Cuando llegó agosto, David y yo nos fuimos a Marbella Javier decidió quedarse unos días más. Quería buscar trabajo y no dejar solo a mi padre. El viaje fue mucho mejor que la primera vez.
—Mira tú, esta vez no te has perdido. —Hemos llegado sin ningún percance —le dije con tono burlón, recordando cómo se perdió la primera vez que fue a Alcalá.
Paula me recibió como siempre, con los brazos abiertos. Tenía seis años y era mi sol, mi niña. Mi madre también me recibió con cariño. David nos dejó y se fue enseguida a ver a la suya.
—Parece que no la ve desde hace años —bromeó mi hermano Pablo al verlo salir tan rápido.
Mi madre no dijo nada, pero su mirada lo dijo todo. Fue directa a la cocina a seguir con la comida.
—¿Tu padre sigue igual? —me preguntó mientras revolvía una olla.
—Sí. No lo acepta, pero le va a tocar hacerlo. Me da pena por Javier, que tiene que quedarse aguantándolo.
Ella preparó mi comida favorita. Me senté a la mesa, y Paula no se despegó de mi lado ni un segundo. Durante la comida les conté todo: el cambio de ciudad, los días buenos, los malos… no dejé nada fuera.
—Nuria, si quieres estudiar, hazlo. Cuando estabas aquí, lo hacías todo: estudiabas, trabajabas, llevabas la casa. —¿Por qué ahora dicen que no puedes? —dijo mi madre, molesta. Nunca le gustó David. Y se le notaba.

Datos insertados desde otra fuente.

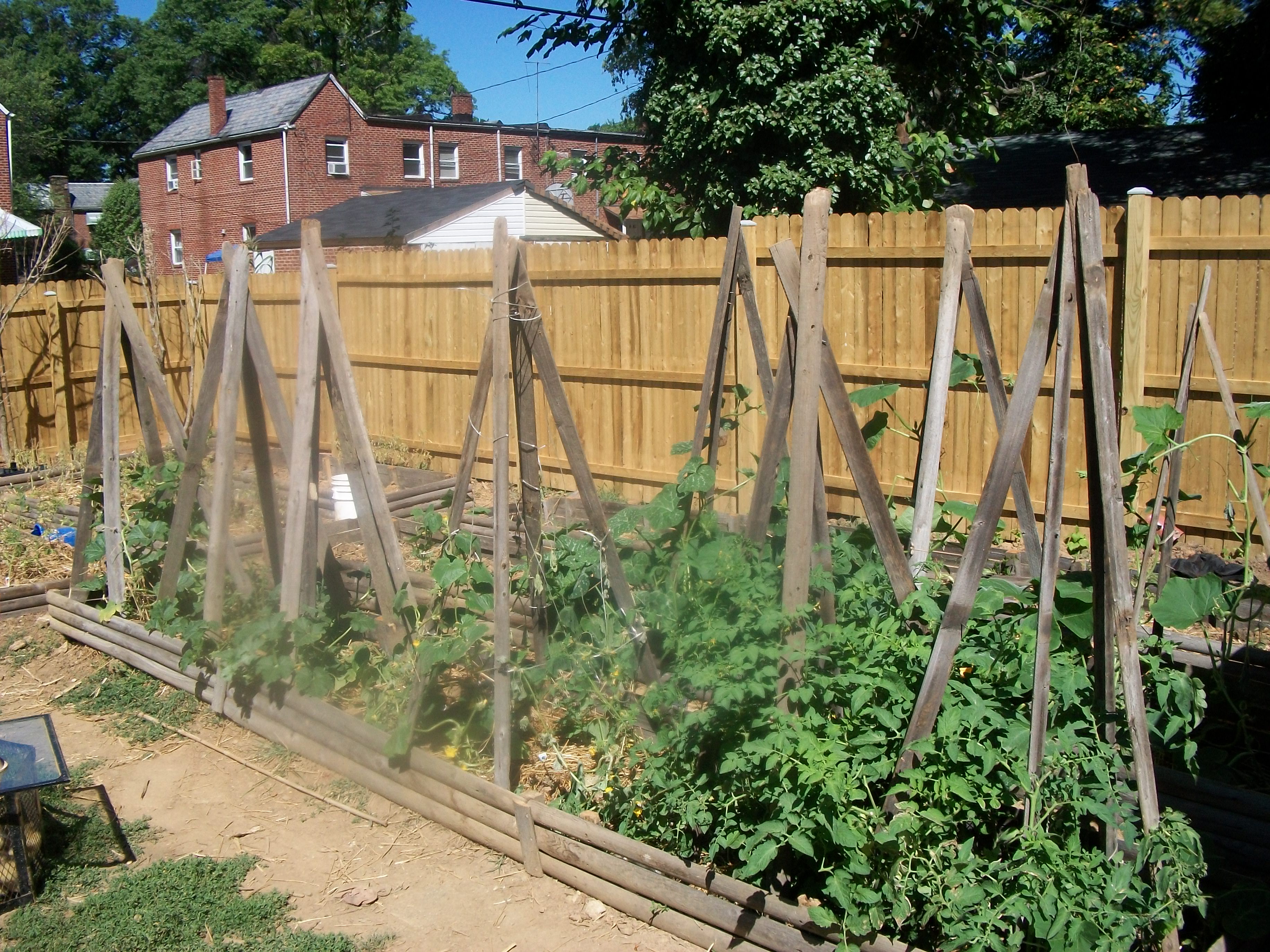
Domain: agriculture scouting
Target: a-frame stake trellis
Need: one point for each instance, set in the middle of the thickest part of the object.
(121, 328)
(323, 353)
(959, 282)
(234, 329)
(1079, 271)
(515, 347)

Esa noche, sola en mi habitación, me quedé dándole vueltas a lo que había dicho. ¿Tenía razón? ¿Estaba yo dejando mi vida en pausa por alguien que no me cuidaba ni me apoyaba?
Al día siguiente, David me llamó para ir a la playa. Acepté. Me apetecía despejarme. Lo que no me esperaba era encontrarme con su madre allí.
—¡Nuria, cariño! —dijo Rosa con su voz melosa. Me ha contado David que están mejor en Alcalá que en Mallorca.
—Sí, estamos bien. —Alcalá tiene su encanto —respondí, intentando sonar amable, aunque por dentro solo quería salir corriendo.
Ese día apenas hablé. Me metí al agua durante mucho rato, solo para evitar escucharla. Después fuimos a un buffet cercano. Durante la comida, planearon visitar algunos lugares. Y, cómo no, Rosa se apuntó a todo.
Al día siguiente, salimos los tres. Para mi sorpresa —o no tanto—, David fue todo el camino agarrado del brazo de su madre, sin dirigirme casi la palabra. Me sentí invisible. Sentada en la terraza de un bar, Rosa aprovechó para lanzarme una más:
—Nuria, ¿ya has encontrado trabajo? Porque tienes que ayudar en casa. No va a ser mi hijo quien lo pague todo, ¿eh?
—Estoy buscando, señora. Pero no es tan fácil —respondí, tragando la rabia.
Esa noche, cuando llegamos, me bajé del coche sin decir palabra. David vino detrás.
—Nuria, no te lo tomes así. Mi madre solo quiere ayudarte. ¿Vamos al cine esta noche?
—Ve tú con ella, así no tienes que seguir ignorándome —dije, cerrando la puerta.
Me encerré en mi cuarto, me tumbé en la cama y miré al techo en silencio.
¿De verdad esto era el amor que había elegido?